As far as science goes it is not helpful for understanding creation. If everything is a priori optimized then there is no point in trying to distinguish between intelligent intervention and the various kinds of inefficiencies predicted by evolutionary theory.

You are correct in that Science can not tell the difference between a God created universe and a randomly created universe. That’s how the Ancient Greeks were able to formulate rational philosophy, develop mathematics and lay the foundations for science. But to know First Cause you need Special Revelation, and that lies outside the bounds of Reason.

R Hampton - #23539

July 26th 2010

NOTE: In the above post, I used “random” in the sense that Christians opposed to Evolution understand the word - meaning Theologically unguided - and not in the statistical sense of lacking a scientifically determinable outcome.

merv - #23545

July 26th 2010

JKnott wrote:  “...we don’t need good or better or more advanced science to know God. “

I agree with that 100%.

RHampton, the problem with discerning how God may / should have optimized things in creation is that we have no idea what God would have optimized *for*.
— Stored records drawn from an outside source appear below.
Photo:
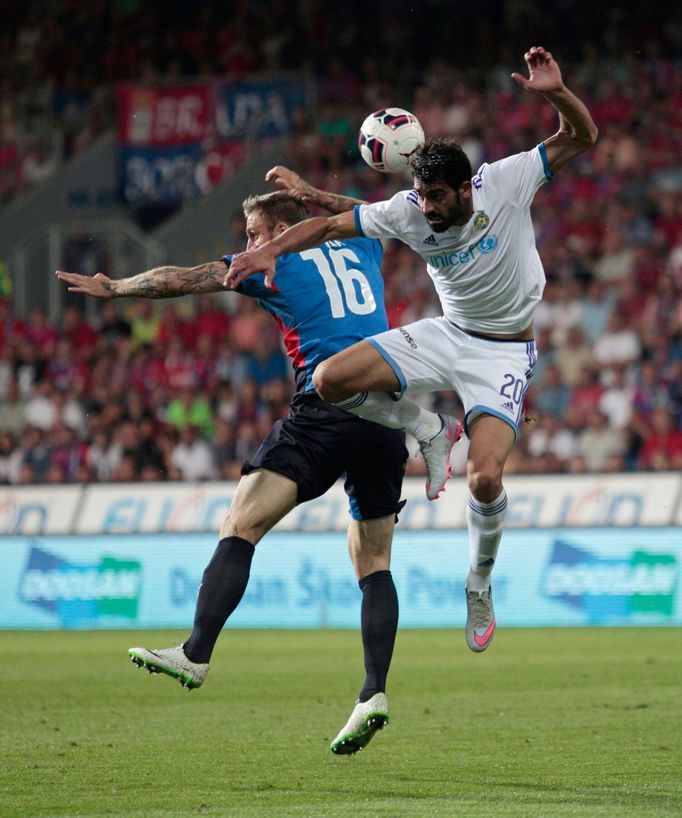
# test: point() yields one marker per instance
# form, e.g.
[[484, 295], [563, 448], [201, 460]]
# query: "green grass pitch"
[[546, 723]]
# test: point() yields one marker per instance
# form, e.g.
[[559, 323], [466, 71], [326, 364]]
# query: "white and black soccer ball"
[[388, 138]]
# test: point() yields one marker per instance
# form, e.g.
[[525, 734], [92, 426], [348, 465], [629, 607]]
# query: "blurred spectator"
[[553, 395], [573, 357], [190, 409], [662, 448], [12, 409], [619, 343], [599, 442]]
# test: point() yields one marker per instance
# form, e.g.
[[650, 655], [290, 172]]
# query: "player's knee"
[[485, 483], [240, 524]]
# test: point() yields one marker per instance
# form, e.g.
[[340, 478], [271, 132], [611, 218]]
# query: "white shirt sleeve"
[[517, 178], [383, 220]]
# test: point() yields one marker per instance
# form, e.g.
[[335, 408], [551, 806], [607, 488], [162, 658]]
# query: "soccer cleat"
[[436, 454], [172, 662], [366, 718], [480, 625]]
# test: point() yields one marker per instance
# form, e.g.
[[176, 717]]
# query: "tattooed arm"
[[287, 179], [160, 282]]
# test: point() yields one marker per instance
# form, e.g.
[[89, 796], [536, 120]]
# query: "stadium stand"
[[186, 391]]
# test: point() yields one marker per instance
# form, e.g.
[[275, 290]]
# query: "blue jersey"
[[324, 300]]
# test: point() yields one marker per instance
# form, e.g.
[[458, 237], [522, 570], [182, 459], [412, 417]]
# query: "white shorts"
[[490, 376]]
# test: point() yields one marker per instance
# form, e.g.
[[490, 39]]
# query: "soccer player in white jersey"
[[477, 239]]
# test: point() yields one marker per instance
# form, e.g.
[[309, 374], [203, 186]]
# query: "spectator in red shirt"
[[662, 448]]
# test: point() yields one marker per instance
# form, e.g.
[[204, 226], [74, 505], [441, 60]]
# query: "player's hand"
[[543, 72], [286, 179], [258, 260], [98, 286]]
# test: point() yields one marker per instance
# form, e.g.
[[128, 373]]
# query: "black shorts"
[[317, 443]]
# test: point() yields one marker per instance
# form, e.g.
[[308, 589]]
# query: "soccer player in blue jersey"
[[326, 299]]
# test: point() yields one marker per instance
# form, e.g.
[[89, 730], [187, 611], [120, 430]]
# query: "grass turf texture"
[[547, 723]]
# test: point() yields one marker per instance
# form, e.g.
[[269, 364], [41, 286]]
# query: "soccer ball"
[[388, 138]]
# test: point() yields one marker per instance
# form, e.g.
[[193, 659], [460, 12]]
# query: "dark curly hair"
[[441, 160]]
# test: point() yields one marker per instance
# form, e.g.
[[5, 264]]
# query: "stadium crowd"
[[187, 389]]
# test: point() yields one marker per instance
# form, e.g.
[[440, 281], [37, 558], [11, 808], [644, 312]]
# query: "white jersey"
[[487, 273]]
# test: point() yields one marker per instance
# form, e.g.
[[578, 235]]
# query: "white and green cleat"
[[366, 718], [172, 662]]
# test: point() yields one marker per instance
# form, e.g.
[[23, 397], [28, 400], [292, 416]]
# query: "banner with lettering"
[[178, 142]]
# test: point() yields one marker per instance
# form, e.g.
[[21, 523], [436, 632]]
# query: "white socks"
[[485, 522], [396, 414]]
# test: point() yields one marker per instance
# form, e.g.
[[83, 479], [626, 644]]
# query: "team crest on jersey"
[[481, 220]]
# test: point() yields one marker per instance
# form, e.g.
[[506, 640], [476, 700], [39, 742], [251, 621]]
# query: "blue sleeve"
[[358, 225]]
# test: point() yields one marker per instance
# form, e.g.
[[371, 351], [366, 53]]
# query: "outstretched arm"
[[301, 236], [286, 179], [160, 282], [577, 131]]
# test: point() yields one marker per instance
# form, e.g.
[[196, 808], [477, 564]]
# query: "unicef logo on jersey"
[[488, 244], [484, 247]]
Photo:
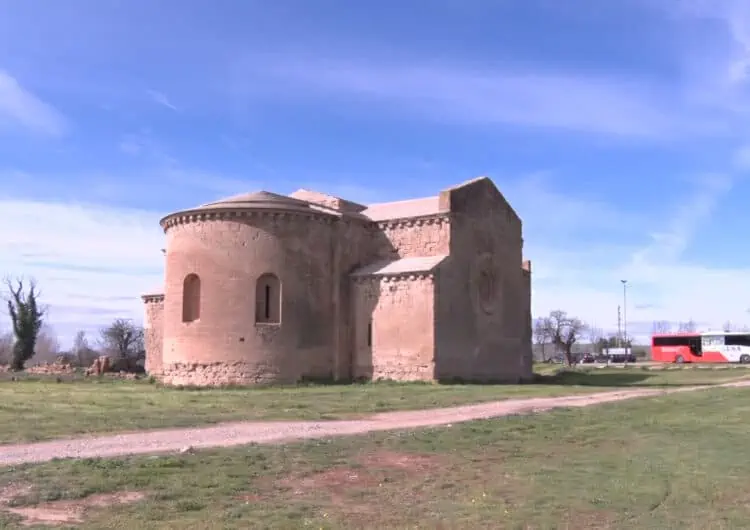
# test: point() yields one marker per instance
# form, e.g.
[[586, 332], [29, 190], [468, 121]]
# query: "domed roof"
[[257, 200]]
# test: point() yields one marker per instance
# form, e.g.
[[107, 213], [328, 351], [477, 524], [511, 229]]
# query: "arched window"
[[268, 299], [191, 298]]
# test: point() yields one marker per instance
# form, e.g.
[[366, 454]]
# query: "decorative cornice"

E.g.  A car may be traveling at high speeds down a road making you think:  “crazy driver!”  But the driver may be optimizing his travel according to rate—-maybe getting somebody to the hospital.  Another car may be going under the speed limit (this would be me), while you curse and swear behind him.  But he may be optimizing for gas mileage.  Another car may be flowing with traffic but staying near the speed limit—he may be optimizing for safety.  Without knowing the rationale in each case you really aren’t in a position to know what’s going on.  Everyone of these vehicles is being “most efficient” but according to different rationale.  How much less can we guess what constitutes “efficiency” or can we guess about the efficiency of *what* when it comes to God creating your average universe.  We have no statistics to help us since we have a sample of 1.